Serving Whitman County since 1877
Palouse River & Coulee City Railroad has received a $5.7 million Federal Better Utilizing Investments to Leverage Development grant. Three of PCC rail’s branch lines will be improved to allow them to carry 286,000-pound rail cars. The project includes replacing, refurbishing or rebuilding 10 bridges, replacing about 4.6 miles of rail and rehabilitating nearly 16.3 miles of track structure.
The funding award was announced at last Thursday’s Port of Whitman meeting by Port Commissioner Tom Kammerzell.
The BUILD grant program, previously known as Transportation Investment Generating Economic Recovery (TIGER), provides opportunities for the Department of Transportation to invest in road, rail, transit and port projects that will help to reach national goals. PCC, Washington’s longest short-line freight rail system, had applied for the federal grant program without success, Kammerzell said.

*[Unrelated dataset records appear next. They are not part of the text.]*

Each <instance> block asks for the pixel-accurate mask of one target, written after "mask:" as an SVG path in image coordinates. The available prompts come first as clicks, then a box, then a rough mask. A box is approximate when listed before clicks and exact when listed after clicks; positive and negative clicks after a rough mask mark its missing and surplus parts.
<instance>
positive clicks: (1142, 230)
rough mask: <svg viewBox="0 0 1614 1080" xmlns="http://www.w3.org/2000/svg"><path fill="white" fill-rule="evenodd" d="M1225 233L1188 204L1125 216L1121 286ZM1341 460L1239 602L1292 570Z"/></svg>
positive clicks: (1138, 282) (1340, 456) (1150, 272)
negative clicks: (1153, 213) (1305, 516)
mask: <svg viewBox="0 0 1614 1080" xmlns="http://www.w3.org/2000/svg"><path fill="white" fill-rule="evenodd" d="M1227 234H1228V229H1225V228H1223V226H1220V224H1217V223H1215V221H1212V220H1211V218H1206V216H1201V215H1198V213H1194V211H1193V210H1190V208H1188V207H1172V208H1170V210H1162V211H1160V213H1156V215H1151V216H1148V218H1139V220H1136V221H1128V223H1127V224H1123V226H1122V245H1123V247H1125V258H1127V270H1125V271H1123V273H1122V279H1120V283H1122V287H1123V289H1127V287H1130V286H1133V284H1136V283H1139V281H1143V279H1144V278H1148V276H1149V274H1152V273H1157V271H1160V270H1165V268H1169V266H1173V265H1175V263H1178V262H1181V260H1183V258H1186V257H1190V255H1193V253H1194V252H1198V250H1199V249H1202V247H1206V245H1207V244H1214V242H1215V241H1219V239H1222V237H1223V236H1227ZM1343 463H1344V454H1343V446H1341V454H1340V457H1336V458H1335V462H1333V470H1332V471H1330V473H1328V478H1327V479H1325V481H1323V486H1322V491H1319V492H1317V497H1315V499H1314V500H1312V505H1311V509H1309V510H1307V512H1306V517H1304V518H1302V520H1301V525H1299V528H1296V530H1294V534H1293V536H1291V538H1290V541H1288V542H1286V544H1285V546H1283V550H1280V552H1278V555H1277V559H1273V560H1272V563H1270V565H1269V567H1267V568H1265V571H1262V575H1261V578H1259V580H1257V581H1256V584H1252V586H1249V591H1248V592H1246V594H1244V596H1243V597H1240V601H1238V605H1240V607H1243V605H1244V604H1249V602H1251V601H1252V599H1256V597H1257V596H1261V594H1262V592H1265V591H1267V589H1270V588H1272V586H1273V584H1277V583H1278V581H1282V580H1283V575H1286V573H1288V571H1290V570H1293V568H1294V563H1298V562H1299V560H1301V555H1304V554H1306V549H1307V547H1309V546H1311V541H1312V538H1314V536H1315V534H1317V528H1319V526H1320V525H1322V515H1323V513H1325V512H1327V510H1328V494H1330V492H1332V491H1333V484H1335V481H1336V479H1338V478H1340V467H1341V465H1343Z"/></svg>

The initial focus specifically called out for bridge rebuild and replacement on the PCC rail.
The PCC has a number of small bridges built in the 1930s, ‘40s, and ‘50s between the Marshall main line connection and the McCoy Loader southeast of Rosalia.
The 110-car unit trains from the McCoy loader now travel approximately 10 miles per hour and with the planned improvements the speeds are expected to be advanced to 25 mph.
Fixing the bridges is expected to increase productivity for the loader.
“We need all the options. We need both the river and the rail as modes of transportation,” Kammerzell commented.
Creating increased operating speeds and increased operational weight efficiency, particularly for agricultural products, is expected to reduce rail shipping costs as a result.
The $5.7 million grant requires a one-to-one match, so the work that will be done will total in the range of $11 million.
Support letters and a commitment of $15,000 were submitted by the port to WSDOT in preparation for applying for a BUILD grant.
In 2018, BUILD awarded 91 grant projects in 49 states and the District of Columbia. The Geiger Boulevard infrastructure improvements project in Spokane County at Airway Heights received $13.4 million.